Bruce Greenfield, an associate professor at the Emory University School of Medicine in Atlanta, has also studied the dual loyalty problem in sports and is coauthor of a review in Sports Health called “Ethical Issues in Sports Medicine.” Physicians don’t knowingly compromise their duty of work, says Greenfield, but they are human and therefore not immune to influence. To address this problem, team doctors should be made aware of their ethical obligations to patients, and there should be rules and regulations to guide conduct.
“At the very least, there should be in place some sort of independent watchdog to make certain that client/athlete rights are being respected, and that the physician is making decisions for his best interest, regardless of the needs and expectations of team management,” said Greenfield.

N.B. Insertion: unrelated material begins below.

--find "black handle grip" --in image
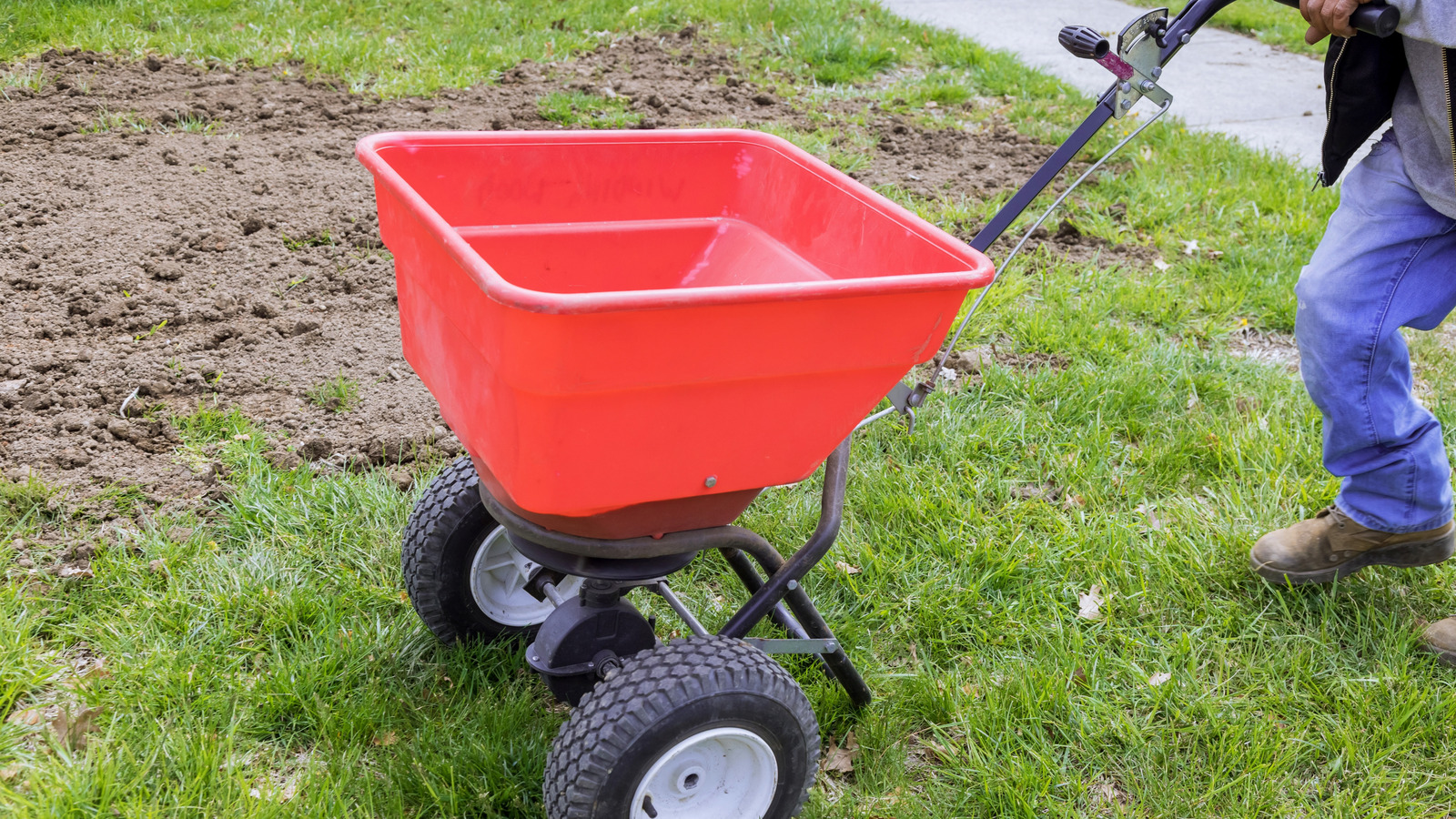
[1274,0,1400,36]
[1057,26,1112,60]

But full separation of doctors who treat players from coaches and owners, as recommended in the Harvard football study, may be a step too far, says Lynley Anderson, an associate professor of bioethics at the University of Otago in New Zealand. Anderson has studied elite athletes and teams in New Zealand, and is coauthor of a paper in International Review for the Sociology of Sport called “Competing loyalties in sports medicine: Threats to medical professionalism in elite, commercial sport.”
Sure, the relationship between a team doctor and a coach can be testy at times, but it can also be effective and based on mutual respect. Severing that relationship entirely could have unanticipated consequences.
“For example, the frequent interaction between health providers and coaches on an everyday basis may help educate the coach about medical matters and encourage them to have more realistic expectations when it comes to return-to-play decisions, and to keep the pressure off players” said Anderson.
“The opportunity for effective communications between a doctor and a coach or player that provides an understanding of the nuances associated with the delivery of care, recovery, and needs of the player may be lost if the coaches and health providers are limited in their ability to communicate.”
hockey player agent Allan Walsh commenting on concussion lawsuit by former players against the National Hockey League (CTV News, Feb. 12, 2016)
There should be limits to that communication, however, according to the Team Physician Committee of the Canadian Academy of Sport and Exercise Medicine. Team doctors should maintain some degree of patient confidentiality. Owners and coaches need some feedback on injured players, of course, but that could be limited to general information and an estimate of recovery time.
Other best practices for managing the medical competing interests in teams sports include working with the team to create a return-to-play process and communicating it to athletes and coaches, letting players know they can seek a second medical opinion from an external doctor and following ethical principles when prescribing medication to athletes.
“Team physicians are sometimes pressured by the athletes, the coaches, agents, parents and club management to allow athletes to return to play too early when the athlete is a key player or the competition is of specific importance,” according to the committee. “The ethical team physician continues to apply best practices to their return-to-play decision-making.”